“As president of Samsung I am making a promise: our IoT components and devices will be open”, declared BK Yoon, CEO and president of Samsung Electronics. “The Internet of Things needs an open ecosystem”.
He was speaking to a packed keynote audience at CES tonight. The head of the planet’s dominant consumer electronics company remarks put him squarely on the side of open standards and freedom of access on the Internet.
Samsung will need easy and open access if it’s going to meet the goals Yoon laid out tonight: by 2017, 90% of Samsung Electronics – and all of its phones and televisions – will be IoT enabled, and within 5 years all products, across all lines, will be.
Yoon said that he’s heard many people in the industry say that the IoT should run on a common operating system.

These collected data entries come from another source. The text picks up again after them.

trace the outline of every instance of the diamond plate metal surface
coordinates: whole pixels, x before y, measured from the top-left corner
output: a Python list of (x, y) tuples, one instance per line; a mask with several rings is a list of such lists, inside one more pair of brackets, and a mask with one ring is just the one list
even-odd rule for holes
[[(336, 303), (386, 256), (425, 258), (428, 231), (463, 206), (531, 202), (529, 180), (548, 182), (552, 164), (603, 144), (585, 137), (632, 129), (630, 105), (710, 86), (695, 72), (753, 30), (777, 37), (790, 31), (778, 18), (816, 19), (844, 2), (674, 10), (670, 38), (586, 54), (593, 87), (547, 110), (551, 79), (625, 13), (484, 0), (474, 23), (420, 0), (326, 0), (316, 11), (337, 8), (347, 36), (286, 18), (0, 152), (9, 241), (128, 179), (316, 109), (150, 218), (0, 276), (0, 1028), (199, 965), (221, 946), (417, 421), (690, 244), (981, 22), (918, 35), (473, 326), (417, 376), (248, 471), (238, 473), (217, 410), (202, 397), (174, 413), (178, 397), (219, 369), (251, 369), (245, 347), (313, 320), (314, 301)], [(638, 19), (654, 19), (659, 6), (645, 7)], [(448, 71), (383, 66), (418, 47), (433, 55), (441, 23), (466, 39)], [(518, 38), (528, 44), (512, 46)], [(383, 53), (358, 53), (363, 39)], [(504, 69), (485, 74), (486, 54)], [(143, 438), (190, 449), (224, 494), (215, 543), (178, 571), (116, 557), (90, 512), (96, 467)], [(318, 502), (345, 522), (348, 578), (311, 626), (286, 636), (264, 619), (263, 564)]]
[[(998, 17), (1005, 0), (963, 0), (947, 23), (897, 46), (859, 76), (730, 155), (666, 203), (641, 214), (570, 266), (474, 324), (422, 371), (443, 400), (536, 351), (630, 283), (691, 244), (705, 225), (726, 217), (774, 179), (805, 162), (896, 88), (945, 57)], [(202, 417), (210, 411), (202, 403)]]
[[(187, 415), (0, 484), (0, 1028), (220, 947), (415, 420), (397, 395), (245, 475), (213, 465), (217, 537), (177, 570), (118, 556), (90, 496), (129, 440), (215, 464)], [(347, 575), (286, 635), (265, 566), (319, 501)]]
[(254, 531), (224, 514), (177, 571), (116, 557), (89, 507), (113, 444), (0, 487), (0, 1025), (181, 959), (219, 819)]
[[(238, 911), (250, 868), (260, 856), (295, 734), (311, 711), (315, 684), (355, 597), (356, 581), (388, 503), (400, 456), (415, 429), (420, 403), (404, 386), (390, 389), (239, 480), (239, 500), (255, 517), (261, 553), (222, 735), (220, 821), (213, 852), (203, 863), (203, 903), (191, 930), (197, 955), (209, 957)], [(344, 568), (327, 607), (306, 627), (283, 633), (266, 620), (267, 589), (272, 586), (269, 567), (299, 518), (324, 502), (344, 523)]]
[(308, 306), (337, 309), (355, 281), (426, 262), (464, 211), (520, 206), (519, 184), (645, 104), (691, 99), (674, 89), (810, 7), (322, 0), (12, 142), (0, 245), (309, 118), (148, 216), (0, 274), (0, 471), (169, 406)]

The problem, though, is that when other companies put a standard forward, “it only works with only their technology”.
He highlighted Samsung’s role in developing SmartThings, one of the IoT OS contenders, saying that he got involved only on the condition that the result will be an open standard. Yoon also made a commitment to support the development community, saying Samsung was going to expand its developer outreach program and spend more on it, above even last year’s $100 million.
“The technology to make it happen is real, the Internet of Things is ready to go”, he said. The prime benefits will be “personal safety and consumer convenience”. But “the Internet of Things must be secure. Security must be baked into the hardware and software at every level.”
Yoon’s vision comes down to cooperation, not just between companies but across entire industries. “We all have to work together”.